The clean and simple aesthetic of the Pieters collection mirrors the ethos of the brand, which will begin inviting new designers it grows. When the brand launched earlier this year, Financial Times editor Vanessa Friedman called it the “most subversive etail initiative” around, and rightly pointed out the fact that up until now, “fashion, especially high-end fashion, is a business built on opacity.” We like that Honest By holds transparency as its starting point, and we hope others follow suit.
Accomplished young designer and London College of Fashion alum Diana Auria teamed up with her illustrator friend Margot Bowman for her SS13 swimwear collection. The whimsical and utterly dream-like prints were inspired by the Greek goddess of the hunt Artemis, and what might happen if the deity were to “fall from the heavens and onto the set of Baywatch.”
Using 100% re-purposed polyamide, Auria’s skivvies had prior manifestations as fishing nets or carpets; once the raw materials are procured though, the entire design and production process takes place within the UK. The design and silhouettes of the suits—which are thankfully not limited to skinny girl only string bikinis—include pieces that can go from beach to night, including a crop top that is screaming to be be paired with high waisted denim and worn to an east London club.
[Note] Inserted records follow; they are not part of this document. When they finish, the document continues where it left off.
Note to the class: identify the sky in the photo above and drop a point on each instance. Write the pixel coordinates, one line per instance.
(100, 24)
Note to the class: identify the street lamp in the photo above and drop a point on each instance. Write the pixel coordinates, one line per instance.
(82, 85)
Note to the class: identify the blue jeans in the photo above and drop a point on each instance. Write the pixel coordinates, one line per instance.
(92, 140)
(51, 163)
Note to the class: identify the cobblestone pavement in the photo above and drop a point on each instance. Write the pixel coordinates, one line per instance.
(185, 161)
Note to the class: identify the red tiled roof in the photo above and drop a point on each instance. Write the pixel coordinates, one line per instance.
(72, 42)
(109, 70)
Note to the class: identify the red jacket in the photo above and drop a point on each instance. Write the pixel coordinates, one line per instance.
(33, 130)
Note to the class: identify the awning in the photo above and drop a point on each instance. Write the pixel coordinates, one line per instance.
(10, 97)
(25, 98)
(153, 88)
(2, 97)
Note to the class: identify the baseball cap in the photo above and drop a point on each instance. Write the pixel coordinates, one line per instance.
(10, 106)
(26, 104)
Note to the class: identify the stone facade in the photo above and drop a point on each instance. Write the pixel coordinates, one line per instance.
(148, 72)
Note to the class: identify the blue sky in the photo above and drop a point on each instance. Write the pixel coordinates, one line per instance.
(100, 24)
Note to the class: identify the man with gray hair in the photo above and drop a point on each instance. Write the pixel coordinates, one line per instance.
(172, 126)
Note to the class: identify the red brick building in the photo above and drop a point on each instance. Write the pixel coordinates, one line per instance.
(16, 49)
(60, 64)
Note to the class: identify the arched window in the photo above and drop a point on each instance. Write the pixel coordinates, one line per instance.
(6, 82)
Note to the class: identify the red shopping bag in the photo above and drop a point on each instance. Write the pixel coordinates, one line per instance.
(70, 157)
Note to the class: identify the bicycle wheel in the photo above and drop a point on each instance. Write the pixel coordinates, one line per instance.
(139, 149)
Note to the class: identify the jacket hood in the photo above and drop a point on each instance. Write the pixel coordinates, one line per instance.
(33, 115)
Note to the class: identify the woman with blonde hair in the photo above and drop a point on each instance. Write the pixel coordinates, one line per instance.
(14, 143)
Each collection of Carla Fernandez’s label is inspired by a particular state or region of her home country of Mexico. A great example of this originates in the Yucatan Peninsula, where her pieces for the SS13 Mayaland collection are heavily accented by the rich tradition of textile arts specific to the region, such as hammock making, embroidery, wood turning, and silver and gold filigree. Local artisans help make the clothes, and when the wares go into mass production, Fernandez pays the original artisans royalties to honor their original ideas and designs.
Made using mainly linen, cotton and silk, Mayaland’s luxurious wraps and ponchos—which look like the type of thing you want to put on and never, ever take off—also feature local-inspired motifs such as embroidered armadillos, adding an element of whimsy to the richly textured fabrics. Fernandez also spearheads a mobile fashion lab, called Taller Flora, which travels around Mexico to set up workshops with indigenous communities and promote local craftsmanship.
Sri Lankan born and educated both in her home country and the London College of Fashion, lingerie designer Charini Suriyage makes uber sophisticated lingerie that simultaneously empowers the women who make it. By hiring local craftsmen who are trained in various heritage textile techniques—such hand silk weaving, embroidery, and Sri Lankan beeralu—Charini attempts to prevent the decline of these traditional industries in her home nation.
The production and manufacturing of lingerie is generally a very wasteful process; intricate fabric patterns and piece-meal designs tend to leave behind lots of scraps. To combat this, Charini’s pieces are designed to have a minimum number of components and any waste is re-incorporated into production. Sourcing all her materials from within Sri Lanka and avoiding all elastic, plastic, metal and harmful dyes in her pieces, Charini also manages to design shape wear that you would most definitely want someone to see at the end of the day.
Filipino born and based milliner Mich Dulce makes hats that are fit for a British wedding out of a material that is entirely foreign to northern latitudes: t’nalak. Made from hand woven banana fibers, this material is an integral part of the indigenous T’boli tribe’s heritage, and Dulce uses it in part to revive this area of craftsmanship. Partnering with a local poverty alleviation group to hire disadvantaged women in her area, Dulce—who studied at London’s Central Saint Martin’s and New York’s Fashion Institute of Technology—said imbuing her designs with a humanitarian ethos is fundamental to her work.
The earthy feel of the hats’ natural banana fibers balances out the structural shapes—including elaborate bows, bunny-like ears, flowers and clovers—and bright colors such as fuchsia and burnt orange. Her creations are at once feminine and tough, and we wouldn’t mind owning each and every one.